Introduction

The first description of brachial plexus palsy during the birth process can be traced back to the year 1768 by William Smellie. In 1872, Duchenne published his gross description of an upper nerve root lesion, followed by the classic description of upper brachial plexus palsy by Erb in the year 1874. Although Erb was not the first to describe this condition, he was the first to localize the lesion to the junction of the fifth and sixth nerve roots and to describe the effect of nerve stimulation at Erb’s point. In 1885, Augusta Klumpke described the lower brachial plexus palsy, and she experimentally localized the cause of the associated Horner’s syndrome to injury of the white rami communicantes of C8, and especially the T1 nerve root.

Early treatment of brachial plexus palsy consisted of physical therapy while awaiting spontaneous recovery. The first descriptions of surgical reconstruction of the brachial plexus were published by Kennedy in 1903 and Taylor in 1907 . These reports were followed by other reports that demonstrated limited results and significant morbidity, leading to a predominantly conservative approach until the 1980s. Interest in surgical treatment for neonatal brachial plexus palsy (NBPP) was revived after the publication of satisfactory outcomes by Gilbert in 1984.

Many difficulties limit our ability to compare the natural outcome of NBPP to the outcome of surgical intervention, and to compare the outcome of different surgical strategies to each other. These include the wide range of severity of the lesions with variable root avulsions and ruptures, the difficulty in definitive diagnosis of root avulsions, different muscle grading systems, and variable surgical indications and strategies at different centers.

Outcome evaluation

The ability to accurately evaluate muscle function in infants with NBPP is crucial in following recovery and for documenting the outcome of this lesion, either with or without surgical intervention.

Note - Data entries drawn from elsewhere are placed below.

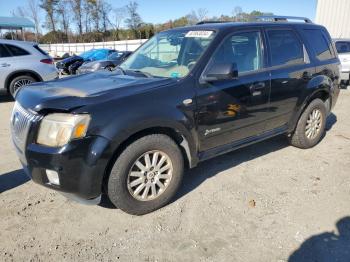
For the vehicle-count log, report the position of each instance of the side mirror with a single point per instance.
(221, 71)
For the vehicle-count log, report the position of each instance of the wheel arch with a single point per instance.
(318, 87)
(182, 138)
(17, 73)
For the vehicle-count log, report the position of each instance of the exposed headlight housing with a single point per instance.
(96, 66)
(58, 129)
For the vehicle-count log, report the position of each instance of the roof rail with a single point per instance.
(277, 18)
(211, 22)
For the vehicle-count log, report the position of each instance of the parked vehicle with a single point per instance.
(112, 61)
(187, 95)
(343, 48)
(71, 64)
(23, 63)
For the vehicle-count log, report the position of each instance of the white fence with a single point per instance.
(58, 50)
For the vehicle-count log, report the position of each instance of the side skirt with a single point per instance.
(241, 143)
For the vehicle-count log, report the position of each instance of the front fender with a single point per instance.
(118, 120)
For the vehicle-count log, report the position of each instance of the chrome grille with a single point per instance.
(21, 120)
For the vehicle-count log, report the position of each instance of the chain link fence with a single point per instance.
(58, 50)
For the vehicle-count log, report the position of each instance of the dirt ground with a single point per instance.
(267, 202)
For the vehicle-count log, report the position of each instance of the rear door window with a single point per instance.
(16, 51)
(4, 52)
(243, 49)
(342, 47)
(320, 43)
(285, 48)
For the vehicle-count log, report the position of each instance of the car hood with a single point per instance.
(70, 60)
(73, 92)
(92, 64)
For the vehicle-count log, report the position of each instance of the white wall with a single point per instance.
(335, 16)
(57, 50)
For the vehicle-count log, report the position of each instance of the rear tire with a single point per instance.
(311, 125)
(126, 176)
(19, 82)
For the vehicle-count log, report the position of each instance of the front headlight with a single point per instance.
(59, 128)
(96, 66)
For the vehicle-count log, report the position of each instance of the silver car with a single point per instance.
(343, 48)
(22, 63)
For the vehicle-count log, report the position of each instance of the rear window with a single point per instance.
(16, 51)
(342, 47)
(285, 47)
(40, 50)
(4, 52)
(320, 44)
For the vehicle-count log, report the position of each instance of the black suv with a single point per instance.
(186, 95)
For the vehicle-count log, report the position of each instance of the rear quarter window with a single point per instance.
(320, 43)
(342, 47)
(16, 51)
(4, 52)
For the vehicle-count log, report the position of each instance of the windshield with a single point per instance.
(170, 54)
(115, 55)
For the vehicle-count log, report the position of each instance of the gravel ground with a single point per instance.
(261, 203)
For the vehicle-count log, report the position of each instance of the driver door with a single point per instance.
(234, 110)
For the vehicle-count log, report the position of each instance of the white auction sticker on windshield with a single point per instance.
(200, 34)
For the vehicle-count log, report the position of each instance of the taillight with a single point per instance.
(47, 61)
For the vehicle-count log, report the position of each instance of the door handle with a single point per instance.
(257, 87)
(306, 75)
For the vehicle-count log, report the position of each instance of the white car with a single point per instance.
(22, 63)
(343, 48)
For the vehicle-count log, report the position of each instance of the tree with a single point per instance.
(105, 9)
(134, 19)
(77, 7)
(34, 13)
(237, 12)
(202, 14)
(19, 12)
(94, 8)
(50, 7)
(64, 15)
(119, 15)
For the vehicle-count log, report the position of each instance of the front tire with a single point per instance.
(146, 175)
(311, 125)
(19, 82)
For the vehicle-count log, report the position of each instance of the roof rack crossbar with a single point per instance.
(211, 22)
(277, 18)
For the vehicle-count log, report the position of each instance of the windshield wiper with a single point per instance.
(121, 70)
(148, 75)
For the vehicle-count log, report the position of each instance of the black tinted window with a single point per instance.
(40, 50)
(16, 51)
(319, 43)
(243, 49)
(342, 47)
(285, 48)
(4, 52)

The British Medical Research Council (MRC) scale is a 6-point (0–5) power scale commonly used for adults; however, infants cannot participate in testing that requires voluntary demonstration of full power. Therefore, some authors have developed measurement scales that depend on active range of motion for assessment of the paretic or paralyzed limb. Such is the case in the muscle grading system of Gilbert and Tassin, which considers the presence or absence of movement with and without the effect of gravity. The scale is simple, easy to apply, and widely recognized. However, since it must include a wide range of movements within only 4 possible grades (M0–M3), discriminatory capability is not one of its strengths. Furthermore, the scale has not yet been subjected to validation studies. The Mallet classification described in 1972 is commonly used to evaluate global function of the upper extremity. Although it has limited applicability in infants, this classification system does provide a reasonable assessment of upper limb function in older children.

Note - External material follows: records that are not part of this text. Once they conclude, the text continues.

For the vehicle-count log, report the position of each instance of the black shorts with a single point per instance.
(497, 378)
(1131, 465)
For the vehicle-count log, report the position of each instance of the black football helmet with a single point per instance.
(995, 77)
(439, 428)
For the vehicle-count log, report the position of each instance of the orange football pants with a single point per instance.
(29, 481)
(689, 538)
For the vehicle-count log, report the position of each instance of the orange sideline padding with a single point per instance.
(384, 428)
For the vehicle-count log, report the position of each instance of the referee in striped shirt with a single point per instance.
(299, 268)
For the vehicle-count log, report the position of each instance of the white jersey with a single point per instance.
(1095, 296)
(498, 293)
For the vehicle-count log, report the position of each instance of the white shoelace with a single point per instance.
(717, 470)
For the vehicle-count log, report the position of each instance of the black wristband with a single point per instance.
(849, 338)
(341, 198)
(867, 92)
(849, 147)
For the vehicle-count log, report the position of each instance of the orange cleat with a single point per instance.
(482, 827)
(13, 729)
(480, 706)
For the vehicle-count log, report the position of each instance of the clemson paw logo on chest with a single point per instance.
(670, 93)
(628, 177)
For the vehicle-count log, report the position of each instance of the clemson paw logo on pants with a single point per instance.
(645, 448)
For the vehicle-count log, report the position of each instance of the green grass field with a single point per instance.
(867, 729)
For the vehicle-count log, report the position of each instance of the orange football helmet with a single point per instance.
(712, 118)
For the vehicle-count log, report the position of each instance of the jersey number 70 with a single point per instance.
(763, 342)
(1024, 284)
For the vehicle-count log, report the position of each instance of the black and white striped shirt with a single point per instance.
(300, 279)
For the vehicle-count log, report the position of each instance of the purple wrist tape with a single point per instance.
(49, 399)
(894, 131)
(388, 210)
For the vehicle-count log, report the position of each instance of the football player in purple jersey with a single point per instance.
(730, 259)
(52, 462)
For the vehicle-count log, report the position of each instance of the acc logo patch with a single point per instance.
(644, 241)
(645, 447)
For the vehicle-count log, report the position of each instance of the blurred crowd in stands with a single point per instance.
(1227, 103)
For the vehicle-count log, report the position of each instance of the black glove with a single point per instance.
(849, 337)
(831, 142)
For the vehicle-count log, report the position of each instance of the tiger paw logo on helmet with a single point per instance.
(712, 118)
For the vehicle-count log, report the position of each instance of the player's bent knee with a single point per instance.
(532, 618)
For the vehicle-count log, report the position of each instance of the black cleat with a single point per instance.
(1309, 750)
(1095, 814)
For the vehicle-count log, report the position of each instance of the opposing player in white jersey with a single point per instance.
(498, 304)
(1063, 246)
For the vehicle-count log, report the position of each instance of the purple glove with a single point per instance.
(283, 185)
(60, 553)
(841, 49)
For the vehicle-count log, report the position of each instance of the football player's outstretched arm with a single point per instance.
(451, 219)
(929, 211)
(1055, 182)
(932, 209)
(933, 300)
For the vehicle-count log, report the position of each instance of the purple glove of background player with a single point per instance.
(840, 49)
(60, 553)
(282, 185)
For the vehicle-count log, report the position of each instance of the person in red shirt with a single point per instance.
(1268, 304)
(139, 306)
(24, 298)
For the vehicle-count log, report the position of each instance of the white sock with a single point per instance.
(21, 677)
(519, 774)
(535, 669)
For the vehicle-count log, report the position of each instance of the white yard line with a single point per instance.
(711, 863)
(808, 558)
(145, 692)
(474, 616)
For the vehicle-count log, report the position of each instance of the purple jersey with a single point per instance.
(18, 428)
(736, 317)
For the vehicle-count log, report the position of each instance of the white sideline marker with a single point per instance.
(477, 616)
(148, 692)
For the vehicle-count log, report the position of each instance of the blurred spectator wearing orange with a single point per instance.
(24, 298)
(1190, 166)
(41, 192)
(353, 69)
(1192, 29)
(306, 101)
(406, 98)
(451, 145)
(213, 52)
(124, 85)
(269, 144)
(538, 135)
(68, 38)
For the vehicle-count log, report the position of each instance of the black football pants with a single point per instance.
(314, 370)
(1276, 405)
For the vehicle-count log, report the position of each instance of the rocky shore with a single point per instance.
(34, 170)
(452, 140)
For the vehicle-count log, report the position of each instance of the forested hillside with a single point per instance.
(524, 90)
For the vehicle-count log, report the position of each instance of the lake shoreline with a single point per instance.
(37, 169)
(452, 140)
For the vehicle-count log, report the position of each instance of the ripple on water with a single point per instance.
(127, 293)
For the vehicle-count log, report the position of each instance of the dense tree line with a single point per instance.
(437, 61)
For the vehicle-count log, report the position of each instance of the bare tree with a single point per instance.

In our practice, we use the Hospital for Sick Children Active Movement Scale (AMS) ( Table 13.1 ), which has been subjected to validation studies and has demonstrated consistent intra-rater reproducibility and inter-rater reliability among physiotherapists having a wide range of experience. It is an 8-point scale that addresses range of motion for a specific joint in the presence and absence of gravity. It is designed to be highly discriminatory in detecting minor as well as major changes in movement. In using this scale, a full range of gravity-eliminated movements must be achieved (grade = 4) before the movement can be scored against gravity (grade 5 or above). Other advantages of this scale include its ability to grade movement within the entire upper extremity and that it does not require the child to perform specific tasks on command, allowing it to be used in early infancy.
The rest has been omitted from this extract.